Fashion as a political, personal statement:
Vetements’ latest show by Demna Gvasalia

Demna Gvasalia's latest Spring/Summer 2019 collection for Vetements. Photo: Dazed.
Agenda.ge, 02 Jul 2018 - 16:16, Tbilisi,Georgia

Inspired by the war-torn history of his early life, Georgian designer Demna Gvasalia included the history of Georgia in his latest Spring/Summer 2019 collection for Vetements, which was shown at Paris Couture Week on July 1.

Furthermore, the Swiss-based label has designed an app that will highlight the history of Georgia and, in particular, the genocide of the Georgian population of Abkhazia during the conflict in the region in 1992.

The app, when downloaded, will allow users to scan large QR codes that appear on pieces throughout the collection. This will then redirect users to a Wikipedia entry on the genocide.

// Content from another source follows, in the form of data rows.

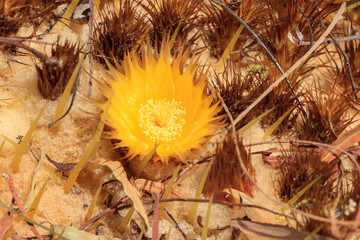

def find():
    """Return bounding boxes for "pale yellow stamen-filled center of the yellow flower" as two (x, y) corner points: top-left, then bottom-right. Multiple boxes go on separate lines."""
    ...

(139, 99), (186, 142)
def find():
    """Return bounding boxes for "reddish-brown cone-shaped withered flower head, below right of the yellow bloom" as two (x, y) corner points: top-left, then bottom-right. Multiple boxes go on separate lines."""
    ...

(203, 133), (255, 201)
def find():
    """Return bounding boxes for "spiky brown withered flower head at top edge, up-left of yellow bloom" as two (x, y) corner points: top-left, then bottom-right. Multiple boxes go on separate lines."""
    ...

(94, 0), (148, 65)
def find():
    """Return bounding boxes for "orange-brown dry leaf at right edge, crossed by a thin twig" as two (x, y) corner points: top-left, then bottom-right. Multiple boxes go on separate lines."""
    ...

(321, 124), (360, 162)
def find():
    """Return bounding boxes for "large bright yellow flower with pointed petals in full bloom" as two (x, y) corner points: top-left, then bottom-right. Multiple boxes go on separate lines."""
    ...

(103, 40), (221, 163)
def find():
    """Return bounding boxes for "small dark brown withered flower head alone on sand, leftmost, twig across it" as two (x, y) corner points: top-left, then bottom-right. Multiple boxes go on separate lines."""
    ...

(35, 40), (80, 100)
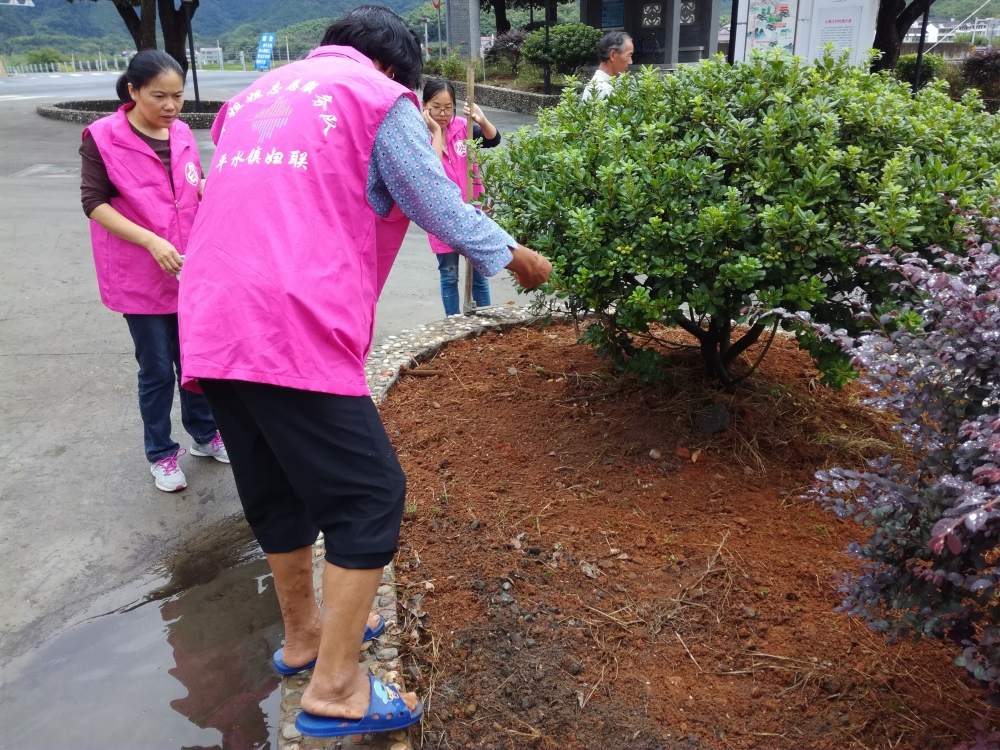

Gvasalia was 11 when war between Georgia and the semi-autonomous region of Abkhazia broke out in 1992.

Gvasalia drafted in 40 young Georgians from a raw casting in Tbilisi, for a show where Soviet emblems, funky clothes and a group of masked men marched in this Vetements collection.

While some models wore hoodies which literally said ‘Georgia’ in the country’s alphabet, a few others had outerwear which mirrored the flags of countries including Georgia but also Russia, America and Ukraine. There was also a strong military theme which manifested in white, black, and grey camouflage, balaclavas, and heavy lace-up boots.

Vetements Spring/Summer 2019 collection. Photo: Vogue.

They represent for me what I represented when I came to Europe years ago,” Gvasalia said of his line up, which he described as characters of a film he was directing.
A certain naivety, a voice they feel they don’t have in their own country. I use them as a voice for this youth who doesn’t have a voice and is repressed by a political regime but they can’t demonstrate or say what they think – there is no real freedom. I lived through that and I realised it was a very painful moment for me and I needed to put it out there,” he said.

Describing the show as something his ‘shrink might have gotten a lot out of’, he said the collection was about "family and war” – it felt like a way to help him process his trauma around growing up in war-torn Georgia, where his house was bombed, and his grandmother temporarily lost her memory from the stress of it all.

Vetements Spring/Summer 2019 collection. Photo: Vogue.

I went back to my past in Georgia to face my fears and painful moments that I never went back to, like post-war in the 90s,” he said. "And I really made the most personal fashion proposition out of that.”